I’m learning about the OAuth /introspect
endpoint as a means to validate an Access Token.
I’ve read online that the /introspect
endpoint is intended to be called by an OAuth Resource Server. For example, an OAuth Client might call a Resource Server, providing an Access Token, and the Resource Server would call the /introspect
endpoint to make sure the token is active/valid.
However, the /introspect
endpoint with Okta requires the OAuth Client credentials to be provided with the request (either as a basic auth header, or in the case where there is no client secret, just a client_id
request param).
So, how can the Resource Server call the /introspect
endpoint when it doesn’t have the OAuth Client ID and/or secret? This is making me wonder if the /introspect
endpoint is meant to be called by the OAuth Client instead, which to me, doesn’t seem as useful.

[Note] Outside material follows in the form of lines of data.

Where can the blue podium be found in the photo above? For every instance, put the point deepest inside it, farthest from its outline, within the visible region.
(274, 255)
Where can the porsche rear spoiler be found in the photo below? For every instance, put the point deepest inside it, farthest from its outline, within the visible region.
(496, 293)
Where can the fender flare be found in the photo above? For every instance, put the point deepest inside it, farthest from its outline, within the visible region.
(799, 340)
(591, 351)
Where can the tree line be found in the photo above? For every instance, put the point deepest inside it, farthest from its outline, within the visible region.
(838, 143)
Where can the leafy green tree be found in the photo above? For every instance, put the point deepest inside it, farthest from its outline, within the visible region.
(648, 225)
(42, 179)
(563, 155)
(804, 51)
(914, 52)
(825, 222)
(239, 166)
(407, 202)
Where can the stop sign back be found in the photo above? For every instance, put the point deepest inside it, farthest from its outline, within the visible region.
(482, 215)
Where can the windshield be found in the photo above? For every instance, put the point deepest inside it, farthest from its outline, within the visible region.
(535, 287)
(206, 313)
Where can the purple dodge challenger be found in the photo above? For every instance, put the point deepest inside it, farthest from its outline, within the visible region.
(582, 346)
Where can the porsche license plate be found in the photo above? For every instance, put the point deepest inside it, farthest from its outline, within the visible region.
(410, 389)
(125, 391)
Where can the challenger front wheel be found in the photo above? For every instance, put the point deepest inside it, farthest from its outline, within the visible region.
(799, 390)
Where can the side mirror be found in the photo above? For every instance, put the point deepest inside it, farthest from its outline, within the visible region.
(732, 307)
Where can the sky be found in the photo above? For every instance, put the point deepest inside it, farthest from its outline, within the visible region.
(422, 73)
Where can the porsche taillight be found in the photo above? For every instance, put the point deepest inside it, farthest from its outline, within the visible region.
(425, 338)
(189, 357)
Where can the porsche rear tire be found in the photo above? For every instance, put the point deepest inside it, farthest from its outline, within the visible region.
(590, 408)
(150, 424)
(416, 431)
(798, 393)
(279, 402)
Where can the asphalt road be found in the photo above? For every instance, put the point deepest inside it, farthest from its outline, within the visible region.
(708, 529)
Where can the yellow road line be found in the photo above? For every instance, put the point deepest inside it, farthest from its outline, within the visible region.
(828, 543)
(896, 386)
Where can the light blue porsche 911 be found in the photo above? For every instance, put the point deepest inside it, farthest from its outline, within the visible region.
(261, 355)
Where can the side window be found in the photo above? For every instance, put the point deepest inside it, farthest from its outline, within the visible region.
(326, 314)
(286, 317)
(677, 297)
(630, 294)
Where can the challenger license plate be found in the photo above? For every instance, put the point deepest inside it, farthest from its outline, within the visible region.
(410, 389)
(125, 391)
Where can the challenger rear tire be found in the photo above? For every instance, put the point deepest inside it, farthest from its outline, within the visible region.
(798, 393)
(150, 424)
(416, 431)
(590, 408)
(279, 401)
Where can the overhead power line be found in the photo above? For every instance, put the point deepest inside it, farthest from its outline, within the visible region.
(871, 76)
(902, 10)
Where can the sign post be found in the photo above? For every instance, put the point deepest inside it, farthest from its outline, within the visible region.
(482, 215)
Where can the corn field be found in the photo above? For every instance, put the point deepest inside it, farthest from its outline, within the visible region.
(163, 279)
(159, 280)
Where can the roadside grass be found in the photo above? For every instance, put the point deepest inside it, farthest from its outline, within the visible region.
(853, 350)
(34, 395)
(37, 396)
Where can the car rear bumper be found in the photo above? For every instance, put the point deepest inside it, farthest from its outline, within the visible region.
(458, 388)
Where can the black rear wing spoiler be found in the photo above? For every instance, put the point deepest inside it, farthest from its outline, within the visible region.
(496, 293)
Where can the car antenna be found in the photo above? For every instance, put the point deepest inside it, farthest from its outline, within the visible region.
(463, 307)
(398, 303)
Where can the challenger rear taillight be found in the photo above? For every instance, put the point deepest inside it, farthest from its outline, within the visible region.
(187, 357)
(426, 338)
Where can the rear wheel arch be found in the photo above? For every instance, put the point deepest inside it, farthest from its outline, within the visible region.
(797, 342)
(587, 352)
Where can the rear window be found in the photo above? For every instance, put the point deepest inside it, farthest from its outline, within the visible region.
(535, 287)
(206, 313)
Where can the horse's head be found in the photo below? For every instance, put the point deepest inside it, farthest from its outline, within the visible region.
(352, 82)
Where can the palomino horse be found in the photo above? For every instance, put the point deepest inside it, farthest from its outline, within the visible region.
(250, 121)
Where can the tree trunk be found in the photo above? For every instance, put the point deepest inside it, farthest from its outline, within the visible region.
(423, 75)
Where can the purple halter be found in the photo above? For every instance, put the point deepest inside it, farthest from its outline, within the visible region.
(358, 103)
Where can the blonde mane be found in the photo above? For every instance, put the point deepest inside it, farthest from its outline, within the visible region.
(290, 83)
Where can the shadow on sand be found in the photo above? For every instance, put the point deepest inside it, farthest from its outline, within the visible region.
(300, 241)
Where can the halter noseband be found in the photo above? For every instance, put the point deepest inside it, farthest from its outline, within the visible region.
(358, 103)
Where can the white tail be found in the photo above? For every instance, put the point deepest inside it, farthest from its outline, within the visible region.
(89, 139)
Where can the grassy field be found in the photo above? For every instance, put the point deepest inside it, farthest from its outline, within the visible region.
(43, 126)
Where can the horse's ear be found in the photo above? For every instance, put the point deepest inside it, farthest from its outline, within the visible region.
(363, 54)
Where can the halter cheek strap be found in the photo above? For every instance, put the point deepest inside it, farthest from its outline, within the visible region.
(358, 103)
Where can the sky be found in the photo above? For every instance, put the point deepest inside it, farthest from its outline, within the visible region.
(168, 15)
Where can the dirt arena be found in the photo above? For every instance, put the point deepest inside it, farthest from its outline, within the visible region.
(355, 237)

I came accross the “What does the client_id and client_secret request parameters in the /introspect endpoint signify?” Okta article, in which it says:
The resource server can use the /introspect endpoint to check if the token is valid or not. This resource server needs to be a registered client application at Okta. The request parameters - client_id and client_secret of /introspect endpoint refer to this client application that is the resource server.
How can a resource server also be a client application in Okta? Maybe I"m getting terms confused, but I thought an “Okta Application” entity represented/mapped-to an OAuth Client, and an “Okta API” entity represented an OAuth Resource Server and Authorization Server?